„Wir sind Hoffnungsinseln im Ozean von Leid“
„Unsere Zentren für Arbeitsmigrantinnen und -migranten sind völlig überfüllt. Rund 1500 Frauen und Männer aus Afrika suchen derzeit Schutz. Vor Beginn des Krieges hatten viele Frauen aus Ländern wie Äthiopien, Eritrea oder auch Nigeria als Haushaltshilfen gearbeitet. Männer hatten Jobs auf Baustellen oder an Tankstellen. Jetzt, da viele libanesische Familien aus ihren Heimatorten fliehen, werden die ausländischen Arbeitskräfte einfach zurückgelassen. Viele sind auf der Straße gelandet und müssen um Essen betteln. Aber der Weg zurück in die Heimat ist versperrt. Selbst wenn sie das Geld hätten: Es gibt es keine Flüge mehr aus Beirut nach Afrika.“
„Die Schulen im Großraum Beirut haben teilweise geschlossen. Diejenigen, die geöffnet haben, bieten bei weitem nicht den regulären Schulbetrieb. Viele dienen den vielen Vertriebenen als Schutz.

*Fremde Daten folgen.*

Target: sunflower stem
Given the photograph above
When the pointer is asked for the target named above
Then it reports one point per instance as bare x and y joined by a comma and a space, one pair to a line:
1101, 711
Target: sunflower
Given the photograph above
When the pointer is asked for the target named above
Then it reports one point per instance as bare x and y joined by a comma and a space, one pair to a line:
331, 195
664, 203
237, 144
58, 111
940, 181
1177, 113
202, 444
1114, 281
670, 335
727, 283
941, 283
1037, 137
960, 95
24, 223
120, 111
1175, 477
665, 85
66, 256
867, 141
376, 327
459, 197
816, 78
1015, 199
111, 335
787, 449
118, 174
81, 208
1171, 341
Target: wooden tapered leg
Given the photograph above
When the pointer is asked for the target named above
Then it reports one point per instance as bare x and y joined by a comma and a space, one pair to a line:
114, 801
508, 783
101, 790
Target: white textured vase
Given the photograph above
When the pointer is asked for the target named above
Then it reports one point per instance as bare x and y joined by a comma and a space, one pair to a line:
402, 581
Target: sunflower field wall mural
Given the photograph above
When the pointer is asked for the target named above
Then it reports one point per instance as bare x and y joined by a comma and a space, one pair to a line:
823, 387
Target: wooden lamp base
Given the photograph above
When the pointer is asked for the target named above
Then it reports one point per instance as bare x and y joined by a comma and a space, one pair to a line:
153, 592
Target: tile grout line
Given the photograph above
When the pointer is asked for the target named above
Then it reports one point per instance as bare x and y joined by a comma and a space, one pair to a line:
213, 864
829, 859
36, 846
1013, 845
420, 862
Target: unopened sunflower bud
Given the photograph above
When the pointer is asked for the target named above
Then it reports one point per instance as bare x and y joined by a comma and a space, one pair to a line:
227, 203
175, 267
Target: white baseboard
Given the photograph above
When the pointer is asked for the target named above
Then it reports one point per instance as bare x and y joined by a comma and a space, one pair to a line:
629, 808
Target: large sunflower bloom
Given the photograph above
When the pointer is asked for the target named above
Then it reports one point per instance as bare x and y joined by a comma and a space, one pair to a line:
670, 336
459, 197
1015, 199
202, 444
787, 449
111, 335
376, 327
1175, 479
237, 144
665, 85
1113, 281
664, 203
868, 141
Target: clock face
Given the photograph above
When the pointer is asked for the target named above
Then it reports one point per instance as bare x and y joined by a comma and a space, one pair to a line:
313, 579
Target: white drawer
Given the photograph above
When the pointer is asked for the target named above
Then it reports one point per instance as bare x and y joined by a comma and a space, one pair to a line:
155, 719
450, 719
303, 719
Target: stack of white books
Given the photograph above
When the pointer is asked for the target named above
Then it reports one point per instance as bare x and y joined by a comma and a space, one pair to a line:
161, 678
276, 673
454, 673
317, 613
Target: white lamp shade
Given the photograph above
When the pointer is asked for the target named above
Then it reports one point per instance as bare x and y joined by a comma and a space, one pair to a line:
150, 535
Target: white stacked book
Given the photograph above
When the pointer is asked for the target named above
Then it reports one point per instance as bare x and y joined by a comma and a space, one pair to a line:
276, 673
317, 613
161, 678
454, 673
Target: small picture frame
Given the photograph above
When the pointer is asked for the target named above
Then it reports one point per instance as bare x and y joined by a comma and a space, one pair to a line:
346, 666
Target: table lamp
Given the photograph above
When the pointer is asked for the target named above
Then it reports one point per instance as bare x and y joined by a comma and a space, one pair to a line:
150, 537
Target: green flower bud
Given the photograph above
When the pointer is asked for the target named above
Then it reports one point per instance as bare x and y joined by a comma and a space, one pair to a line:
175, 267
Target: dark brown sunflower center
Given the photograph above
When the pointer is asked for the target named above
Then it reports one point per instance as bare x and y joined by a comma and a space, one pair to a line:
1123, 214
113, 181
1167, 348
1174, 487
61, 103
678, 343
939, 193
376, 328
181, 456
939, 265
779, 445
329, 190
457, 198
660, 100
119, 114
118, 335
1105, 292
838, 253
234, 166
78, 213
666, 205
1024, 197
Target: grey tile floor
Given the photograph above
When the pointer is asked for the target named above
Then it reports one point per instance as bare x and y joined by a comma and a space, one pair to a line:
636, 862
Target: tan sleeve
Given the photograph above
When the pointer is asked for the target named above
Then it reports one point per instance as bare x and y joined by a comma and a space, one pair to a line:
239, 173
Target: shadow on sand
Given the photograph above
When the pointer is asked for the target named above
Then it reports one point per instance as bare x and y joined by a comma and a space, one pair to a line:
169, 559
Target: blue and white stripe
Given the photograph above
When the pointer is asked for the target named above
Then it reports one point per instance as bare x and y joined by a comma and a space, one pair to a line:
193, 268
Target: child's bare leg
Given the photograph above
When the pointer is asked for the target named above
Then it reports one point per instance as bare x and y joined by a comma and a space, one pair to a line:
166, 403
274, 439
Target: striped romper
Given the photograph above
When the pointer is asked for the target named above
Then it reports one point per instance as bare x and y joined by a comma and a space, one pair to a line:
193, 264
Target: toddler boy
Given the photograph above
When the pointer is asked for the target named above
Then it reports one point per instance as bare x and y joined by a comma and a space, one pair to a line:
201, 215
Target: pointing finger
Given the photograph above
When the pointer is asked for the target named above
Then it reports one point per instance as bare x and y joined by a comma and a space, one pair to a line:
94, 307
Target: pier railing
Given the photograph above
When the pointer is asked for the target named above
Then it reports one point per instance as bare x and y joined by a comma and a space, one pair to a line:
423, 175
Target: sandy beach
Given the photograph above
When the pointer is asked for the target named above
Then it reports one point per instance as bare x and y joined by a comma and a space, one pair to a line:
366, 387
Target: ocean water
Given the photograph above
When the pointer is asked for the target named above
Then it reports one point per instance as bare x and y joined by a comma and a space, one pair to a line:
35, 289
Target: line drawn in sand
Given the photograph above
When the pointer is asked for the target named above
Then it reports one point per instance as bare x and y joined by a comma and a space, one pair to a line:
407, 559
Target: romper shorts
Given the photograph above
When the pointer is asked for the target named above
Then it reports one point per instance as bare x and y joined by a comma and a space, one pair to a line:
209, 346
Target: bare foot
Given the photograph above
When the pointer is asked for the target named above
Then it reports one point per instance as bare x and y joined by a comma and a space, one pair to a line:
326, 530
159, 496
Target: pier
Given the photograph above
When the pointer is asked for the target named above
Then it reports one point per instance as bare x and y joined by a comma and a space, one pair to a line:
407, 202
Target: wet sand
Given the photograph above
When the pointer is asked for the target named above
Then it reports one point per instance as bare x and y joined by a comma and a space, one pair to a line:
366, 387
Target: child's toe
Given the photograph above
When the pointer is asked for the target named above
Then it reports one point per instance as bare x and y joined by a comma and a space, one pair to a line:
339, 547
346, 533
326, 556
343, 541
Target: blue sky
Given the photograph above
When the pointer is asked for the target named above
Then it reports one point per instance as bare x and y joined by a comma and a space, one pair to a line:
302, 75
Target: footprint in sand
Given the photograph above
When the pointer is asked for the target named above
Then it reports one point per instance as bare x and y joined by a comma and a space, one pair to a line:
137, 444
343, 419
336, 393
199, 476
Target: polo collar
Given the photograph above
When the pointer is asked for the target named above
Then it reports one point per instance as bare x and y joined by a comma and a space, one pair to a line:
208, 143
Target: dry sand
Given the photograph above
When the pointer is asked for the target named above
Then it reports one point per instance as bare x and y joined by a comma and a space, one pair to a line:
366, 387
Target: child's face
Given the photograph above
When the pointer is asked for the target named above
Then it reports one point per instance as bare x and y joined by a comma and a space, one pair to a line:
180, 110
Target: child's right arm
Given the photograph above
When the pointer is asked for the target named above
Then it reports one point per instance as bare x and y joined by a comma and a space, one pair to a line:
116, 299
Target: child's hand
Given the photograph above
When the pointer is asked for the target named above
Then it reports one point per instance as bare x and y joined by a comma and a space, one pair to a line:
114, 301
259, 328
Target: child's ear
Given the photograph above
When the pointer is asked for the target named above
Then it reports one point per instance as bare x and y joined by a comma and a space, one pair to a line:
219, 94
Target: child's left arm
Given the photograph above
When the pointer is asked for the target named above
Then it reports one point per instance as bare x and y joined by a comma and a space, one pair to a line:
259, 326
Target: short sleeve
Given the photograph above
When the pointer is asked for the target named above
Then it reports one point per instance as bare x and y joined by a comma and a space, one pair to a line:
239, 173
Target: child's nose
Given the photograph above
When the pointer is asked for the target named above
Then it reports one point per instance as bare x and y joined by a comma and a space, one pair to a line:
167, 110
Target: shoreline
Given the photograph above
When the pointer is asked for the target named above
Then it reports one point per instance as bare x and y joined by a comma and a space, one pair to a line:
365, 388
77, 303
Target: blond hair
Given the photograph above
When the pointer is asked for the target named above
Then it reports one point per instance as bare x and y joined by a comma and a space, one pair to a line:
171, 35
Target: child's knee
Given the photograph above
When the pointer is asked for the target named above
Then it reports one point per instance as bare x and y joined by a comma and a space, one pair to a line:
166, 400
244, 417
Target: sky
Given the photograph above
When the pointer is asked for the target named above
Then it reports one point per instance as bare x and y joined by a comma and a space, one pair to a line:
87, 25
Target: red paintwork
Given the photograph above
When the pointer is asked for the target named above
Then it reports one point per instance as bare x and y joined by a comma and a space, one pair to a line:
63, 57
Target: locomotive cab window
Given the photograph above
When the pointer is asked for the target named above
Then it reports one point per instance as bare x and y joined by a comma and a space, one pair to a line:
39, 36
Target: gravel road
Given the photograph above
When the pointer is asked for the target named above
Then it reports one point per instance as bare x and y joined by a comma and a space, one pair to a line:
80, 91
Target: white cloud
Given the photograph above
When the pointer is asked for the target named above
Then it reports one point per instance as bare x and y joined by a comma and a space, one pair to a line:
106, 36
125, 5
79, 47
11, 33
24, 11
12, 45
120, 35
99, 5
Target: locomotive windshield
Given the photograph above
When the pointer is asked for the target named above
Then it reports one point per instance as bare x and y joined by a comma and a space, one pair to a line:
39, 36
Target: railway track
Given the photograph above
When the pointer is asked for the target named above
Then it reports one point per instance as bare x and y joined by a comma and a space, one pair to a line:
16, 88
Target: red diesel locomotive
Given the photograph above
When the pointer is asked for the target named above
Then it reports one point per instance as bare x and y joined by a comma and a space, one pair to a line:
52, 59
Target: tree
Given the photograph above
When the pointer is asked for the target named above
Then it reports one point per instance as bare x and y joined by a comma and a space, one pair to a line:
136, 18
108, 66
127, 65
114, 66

Im Fußball-Stadion der Stadt kommen inzwischen auch obdachlos gewordene Familien unter.“
Micheline Sarkis, Caritas Libanon
„Uns Benediktinern sind zwei Klöster in Israel anvertraut: die Dormitio in Jerusalem und Tabgha am See Genezareth. Wir hatten beide Klöster bislang keinen einzigen Tag geschlossen und mussten glücklicherweise auch keinen unserer Angestellten entlassen, die ja alle Familie haben. Wir haben allerdings fast keine Einnahmen mehr, denn diese brachten ja immer die Pilger.
Das Auswärtige Amt hat auch uns dazu aufgefordert, Israel zu verlassen. Aber eines unserer drei Gelübde ist nun mal die ’Stabilitas‘, die Beständigkeit. Diese Berufung spüren wir in diesen Tagen noch einmal ganz neu: Wir sind da. Wir wollen präsent sein, mit unseren Gottesdiensten und als Seelsorger. Wir spüren, das ist gut, und viele Menschen sind dankbar, dass wir dableiben. Allerdings sind die Studierenden unseres theologischen Studienjahrs aus Sicherheitsgründen nicht bei uns, sondern in Rom.
In Tabgha, nahe zur libanesischen Grenze, sind wir nah am Krieg. Es gibt häufig Raketenalarm. Im Luftschutzbunker haben wir uns zeitweise täglich in Sicherheit gebracht. Ich versuche in diesen Zeiten, noch öfter dort präsent zu sein.
Im Sommer haben wir das Kunstprojekt ´Glauben´ umgesetzt mit Werken jüdischer und muslimischer Künstler. Wir wollten Brücken bauen über das gemeinsame Gebet hinaus. Manche fragten: Krieg – und ihr macht Kunst? Ja, genau das ist notwendig. Wir hatten acht große Kunstwerke vom Dach bis hinunter in die Krypta präsentiert, von jüdischen und muslimischen Künstlerinnen und Künstlern. Künstler sind Suchende, und auch als Gläubige sind wir Suchende. Wir wollen eine Hoffnungsinsel sein in diesem Ozean von Leid.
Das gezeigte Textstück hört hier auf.